Dans la revue de presse de ce vendredi 26 avril 2019, nous aborderons : la liberation de Carlos Ghosn sous caution, puis les coraux menacés par le déplacement d’une base américaine à Okinawa, et enfin la réduction des horaires des konbini face à une pénurie de main d’oeuvre.

Carlos Ghosn de nouveau libre 

Alors que l’ex PDG de Nissan était détenu depuis le 4 avril, date de sa seconde arrestation et quatrième inculpation, il a pu sortir de prison ce jeudi moyennant le paiement d’une caution de 500 millions de yens (4 millions d’euros). Le parquet avait pourtant fait appel de sa demande, sans succès. Cette fois-ci, Carlos Ghosn disposera d’encore moins de libertés que lors de sa première remise en liberté. S’il ne peut toujours pas quitter le pays et n’avoir qu’une connexion à internet très limitée, cette fois-ci, il ne pourra peut-être pas revoir son épouse, Carole Ghosn. Son avocat a indiqué qu’il ne pourrait voir cette dernière «uniquement si le tribunal approuve une requête en ce sens», une information que Tôkyô n’a pas encore infirmée.

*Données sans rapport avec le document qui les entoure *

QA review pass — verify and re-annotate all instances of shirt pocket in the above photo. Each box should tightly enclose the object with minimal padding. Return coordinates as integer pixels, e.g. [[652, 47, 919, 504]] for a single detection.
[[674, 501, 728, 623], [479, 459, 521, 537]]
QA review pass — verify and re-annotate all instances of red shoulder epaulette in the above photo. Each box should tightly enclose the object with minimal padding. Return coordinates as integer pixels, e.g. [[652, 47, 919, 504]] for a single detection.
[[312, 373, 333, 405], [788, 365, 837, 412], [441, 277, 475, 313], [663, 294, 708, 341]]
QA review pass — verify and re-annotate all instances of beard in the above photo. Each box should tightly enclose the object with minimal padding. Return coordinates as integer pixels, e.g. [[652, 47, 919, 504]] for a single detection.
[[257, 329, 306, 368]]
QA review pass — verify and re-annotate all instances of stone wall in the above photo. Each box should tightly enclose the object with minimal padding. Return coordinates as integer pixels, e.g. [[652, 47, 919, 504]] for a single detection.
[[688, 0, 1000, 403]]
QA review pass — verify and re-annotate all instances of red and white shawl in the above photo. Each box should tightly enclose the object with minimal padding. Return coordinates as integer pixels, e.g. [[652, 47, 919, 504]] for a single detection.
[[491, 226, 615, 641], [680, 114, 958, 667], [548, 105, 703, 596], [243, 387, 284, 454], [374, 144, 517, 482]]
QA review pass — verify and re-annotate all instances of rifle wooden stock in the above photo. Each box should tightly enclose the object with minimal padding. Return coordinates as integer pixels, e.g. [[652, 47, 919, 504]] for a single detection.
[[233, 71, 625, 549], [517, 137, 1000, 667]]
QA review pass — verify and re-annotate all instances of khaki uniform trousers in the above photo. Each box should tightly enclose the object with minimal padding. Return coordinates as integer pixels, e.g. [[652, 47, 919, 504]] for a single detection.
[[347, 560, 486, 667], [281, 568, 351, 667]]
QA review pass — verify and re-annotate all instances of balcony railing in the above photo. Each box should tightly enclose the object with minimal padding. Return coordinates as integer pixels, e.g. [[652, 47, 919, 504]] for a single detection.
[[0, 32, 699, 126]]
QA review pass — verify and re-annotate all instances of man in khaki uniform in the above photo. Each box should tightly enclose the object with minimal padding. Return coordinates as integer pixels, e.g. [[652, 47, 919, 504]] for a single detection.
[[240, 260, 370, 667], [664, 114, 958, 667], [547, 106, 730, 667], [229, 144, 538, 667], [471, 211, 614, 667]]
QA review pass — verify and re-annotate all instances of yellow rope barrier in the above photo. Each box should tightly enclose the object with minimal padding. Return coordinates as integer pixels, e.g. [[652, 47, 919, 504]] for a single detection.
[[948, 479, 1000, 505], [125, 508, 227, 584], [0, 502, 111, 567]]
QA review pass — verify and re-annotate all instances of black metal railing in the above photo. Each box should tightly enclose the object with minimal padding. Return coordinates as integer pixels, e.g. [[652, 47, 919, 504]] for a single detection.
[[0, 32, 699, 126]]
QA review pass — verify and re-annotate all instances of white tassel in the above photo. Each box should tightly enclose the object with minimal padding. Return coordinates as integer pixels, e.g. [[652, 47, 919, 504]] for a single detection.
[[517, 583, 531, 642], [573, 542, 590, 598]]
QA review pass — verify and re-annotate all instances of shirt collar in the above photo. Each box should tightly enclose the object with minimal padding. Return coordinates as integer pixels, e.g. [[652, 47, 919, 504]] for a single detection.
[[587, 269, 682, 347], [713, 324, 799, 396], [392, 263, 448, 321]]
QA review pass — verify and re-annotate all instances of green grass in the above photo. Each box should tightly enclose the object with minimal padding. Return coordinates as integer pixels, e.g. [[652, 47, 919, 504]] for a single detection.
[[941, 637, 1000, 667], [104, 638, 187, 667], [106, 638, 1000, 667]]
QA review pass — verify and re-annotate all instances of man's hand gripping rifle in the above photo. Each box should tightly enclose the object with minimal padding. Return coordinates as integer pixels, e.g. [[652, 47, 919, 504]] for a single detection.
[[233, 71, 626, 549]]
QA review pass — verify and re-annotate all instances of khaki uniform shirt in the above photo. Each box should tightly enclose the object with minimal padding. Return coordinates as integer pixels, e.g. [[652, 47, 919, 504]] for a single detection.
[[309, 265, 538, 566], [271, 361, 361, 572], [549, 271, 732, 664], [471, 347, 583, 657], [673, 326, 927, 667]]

Les coraux d’Okinawa menacés

Cela fait 23 ans que le déménagement de la base américaine de Futenma située sur l’île d’Okinawa pose problème. En 1996, le gouvernement avait prévu de déplacer la base vers Nago, une municipalité du nord de l’île, pour en soulager le sud. Le déménagement de cette base est devenu un symbole de la résistance des Japonais contre la présence américaine au Japon. Pollution et affaires sordides de meurtres de japonaises par des américains en service sur l’île restent le fer de lance des opposants, mais un nouveau problème se pose. En effet, les coraux sont menacés par le déplacement de la base. De nombreuses études on été menées pour étudier ces derniers, cependant le ministère de la Défense ne veut transplanter que les bancs dépassant un mètre. Une erreur pour les spécialistes qui affirment que des coraux rares doivent être sauvés. « Le corail disparaîtra complètement si le flux d’eau est coupé », a déclaré un professeur émérite de géographie à l’Université de Tôkyô.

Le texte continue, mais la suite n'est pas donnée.